Die BERLINER MORGENPOST führt aus: "Das Jahr 2023 ist kein gutes gewesen für Olaf Scholz und seine Bundesregierung. Die erste Hälfte war bestimmt von dem öffentlichen Konflikt um das Heizungsgesetz, die zweite Hälfte endet nach dem Haushaltsurteil des Bundesverfassungsgerichts mit einer handfesten Regierungskrise. Klar ist bereits, dass die Ampelkoalition ohne einen Haushalt für 2024 in das neue Jahr schlittern wird. Oder wie ein Sozialdemokrat am Rande des SPD-Parteitags an diesem Wochenende sagte: 'Ein Scheiß­Ende für ein Scheißjahr.' Im Kreis seiner Genossinnen und Genossen ist Scholz jedoch eine Rede gelungen, die zumindest den Eindruck hinterlässt, dass der Kanzler den Willen hat, diese Krise zu bewältigen. Ob er auch die Kraft dazu hat, muss sich noch zeigen", schätzt die BERLINER MORGENPOST.

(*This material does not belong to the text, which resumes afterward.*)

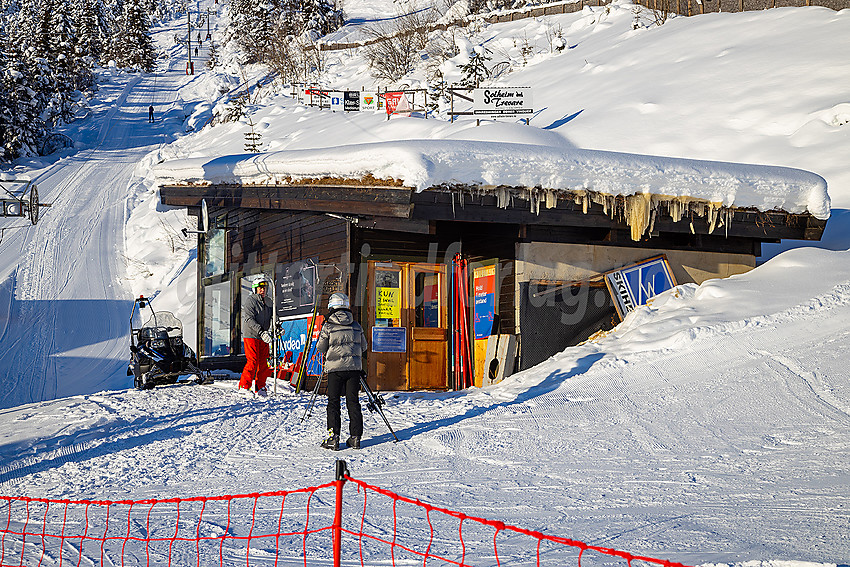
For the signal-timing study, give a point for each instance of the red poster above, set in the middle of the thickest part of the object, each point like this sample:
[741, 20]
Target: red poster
[391, 101]
[484, 297]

Die FRANKFURTER ALLGEMEINE SONNTAGSZEITUNG fragt, wie Scholz die Regierungskrise lösen kann: "Die Ampel ist und bleibt eine Mesalliance. Es wuchs auch in zwei Jahren nicht zusammen, was von Beginn an politisch unvereinbar war. Die Koalition muss viel zuviel ihrer Energie und Zeit auf die Bewältigung ihrer eigenen Krisen verwenden. Wie soll Scholz die Streithähne zur Ruhe bringen, wenn das Opium der Milliardenkredite nicht mehr zur Verfügung steht und die eigene Partei von ihm fordert, endlich einmal für die Ziele der SPD zu kämpfen? Man darf vermuten, dass Scholz dafür, wie für alles, einen Plan hat (den freilich wieder allein er kennt). Die Republik kann nur hoffen, dass der besser funktioniert als die Rohrkrepierer, die schon auf das Konto der Ampel gehen. Denn freiwillig aufgeben, dieser Hoffnung braucht sich niemand hinzugeben, werden dieser Kanzler und seine Koalitionspartner nicht." So weit die FRANKFURTER ALLGEMEINE SONNTAGSZEITUNG.

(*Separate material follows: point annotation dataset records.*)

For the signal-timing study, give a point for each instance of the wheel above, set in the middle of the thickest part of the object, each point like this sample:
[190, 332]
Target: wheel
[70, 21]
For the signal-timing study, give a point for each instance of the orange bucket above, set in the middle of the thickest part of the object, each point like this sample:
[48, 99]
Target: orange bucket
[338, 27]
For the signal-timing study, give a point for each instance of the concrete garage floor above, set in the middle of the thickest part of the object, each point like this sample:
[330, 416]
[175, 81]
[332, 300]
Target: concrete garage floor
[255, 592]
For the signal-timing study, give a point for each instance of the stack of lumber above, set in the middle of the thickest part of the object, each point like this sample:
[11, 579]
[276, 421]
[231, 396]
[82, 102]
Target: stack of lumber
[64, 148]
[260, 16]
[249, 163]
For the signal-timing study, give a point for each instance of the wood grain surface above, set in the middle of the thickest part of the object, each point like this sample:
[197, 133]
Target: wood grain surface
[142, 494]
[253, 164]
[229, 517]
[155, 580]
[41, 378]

Aus Sicht der österreichischen PRESSE AM SONNTAG haben die Streitthemen in Deutschland auch internationale Folgen. "Der Westen hat ein deutsches Problem. Jetzt wird jedenfalls wieder vom 'kranken Mann Europas' geredet. Das Krisengeheul mag übertrieben sein. Und Berichte über die Gefahr einer Deindustrialisierung führen schon deshalb in die Irre, weil diese Deindustrialisierung bereits vor Jahrzehnten begonnen hat. Sie könnte sich aber beschleunigen. Und dieser Abwärtstrend könnte früher oder später auch zu politischen Verwerfungen führen. Schon jetzt sind die Populisten links und rechts der Mitte, die Wagenknechts und Weidels, im Aufwind, unter anderem, weil das Migrationsthema wieder Konjunktur hat. Europas größte Industrienation hat sich viel zu lang auf ihren Erfolgen ausgeruht. Das rächt sich jetzt. Die wirtschaftliche Talfahrt könnte den Aufstieg von Populisten beschleunigen. Mit Folgen für den ganzen Westen", warnt die PRESSE AM SONNTAG aus Wien.

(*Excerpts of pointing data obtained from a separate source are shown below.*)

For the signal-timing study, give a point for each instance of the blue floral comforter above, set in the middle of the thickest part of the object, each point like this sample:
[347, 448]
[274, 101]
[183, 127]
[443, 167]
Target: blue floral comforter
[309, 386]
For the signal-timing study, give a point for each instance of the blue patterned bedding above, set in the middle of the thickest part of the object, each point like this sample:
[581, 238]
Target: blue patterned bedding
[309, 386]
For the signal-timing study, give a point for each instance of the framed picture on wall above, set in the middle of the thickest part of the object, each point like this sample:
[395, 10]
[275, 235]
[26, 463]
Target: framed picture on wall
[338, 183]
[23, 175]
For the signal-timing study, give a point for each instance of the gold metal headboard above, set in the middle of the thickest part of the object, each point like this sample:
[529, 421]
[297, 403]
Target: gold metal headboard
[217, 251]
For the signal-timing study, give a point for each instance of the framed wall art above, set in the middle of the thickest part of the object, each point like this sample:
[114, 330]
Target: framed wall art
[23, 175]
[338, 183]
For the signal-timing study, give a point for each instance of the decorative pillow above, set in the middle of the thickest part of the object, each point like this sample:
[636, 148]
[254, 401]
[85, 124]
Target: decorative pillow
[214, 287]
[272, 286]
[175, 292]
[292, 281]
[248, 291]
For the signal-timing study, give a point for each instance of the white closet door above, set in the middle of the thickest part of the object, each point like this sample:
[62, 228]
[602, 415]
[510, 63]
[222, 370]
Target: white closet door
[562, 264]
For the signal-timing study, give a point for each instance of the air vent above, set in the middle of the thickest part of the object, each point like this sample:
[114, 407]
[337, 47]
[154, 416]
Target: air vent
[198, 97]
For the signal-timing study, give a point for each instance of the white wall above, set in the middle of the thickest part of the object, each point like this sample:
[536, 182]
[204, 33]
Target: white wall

Auch der englische SUNDAY TELEGRAPH beschäftigt sich mit dem aufkommenden Populismus und glaubt, in vielen westlichen Ländern würden sich Menschen zunehmend von der Regierung im Stich gelassen fühlen: "An dieser Stelle kommen die populistischen Demagogen ins Spiel. Donald Trump in Amerika, Geert Wilders in den Niederlanden und die AfD in Deutschland: Persönlichkeiten und Botschaften, die eine offensichtliche Gefahr für eine Gesellschaft darstellen, gewinnen an Einfluss, indem sie für diejenigen zu sprechen scheinen, die von den restlichen politischen Stimmen verlassen wurden. Das ist nichts Neues. Aufstrebende Despoten der Neuzeit haben diese Karte schon immer gespielt: Niemand sonst versteht eure Unzufriedenheit, also werde ich für euch sprechen", erklärt der SUNDAY TELEGRAPH aus London.
Zur Lage in der Ukraine schreibt die schwedische Zeitung DAGENS NYHETER aus Stockholm: "Zum ersten Mal seit dem brutalen Überfall auf die Ukraine verspürt Putin Rückenwind. Der Grund dafür ist nicht etwa die Stärke Russlands, sondern die beklemmende Selbstzerstörung in Washington und Brüssel. Die jüngste Rede von Biden im US-Fernsehen enthielt eine glasklare Botschaft: Ohne weitere Unterstützung drohe der Ukraine eine Niederlage auf dem Schlachtfeld. Die USA stehen an der Schwelle zu einem Wahljahr, und das Repräsentantenhaus hat einen ultrakonservativen Sprecher. Für die Ukraine ist es allerdings eine Frage des Überlebens, und in Europa sollten alle Warnlampen aufblinken. Doch was tut die EU? Wenn auf dem Gipfel nächste Woche keine Einigung erzielt wird, droht das Einfrieren von Mitteln, ohne die der Ukraine ein Staatsbankrott droht. Für Putin und seinen Terrorkrieg zeichnet sich damit zum ersten Mal ein möglicher Sieg ab, weil der Westen ins Wanken geraten ist. Wie um alles in der Welt konnte es so weit kommen?" fragt DAGENS NYHETER aus Schweden ein.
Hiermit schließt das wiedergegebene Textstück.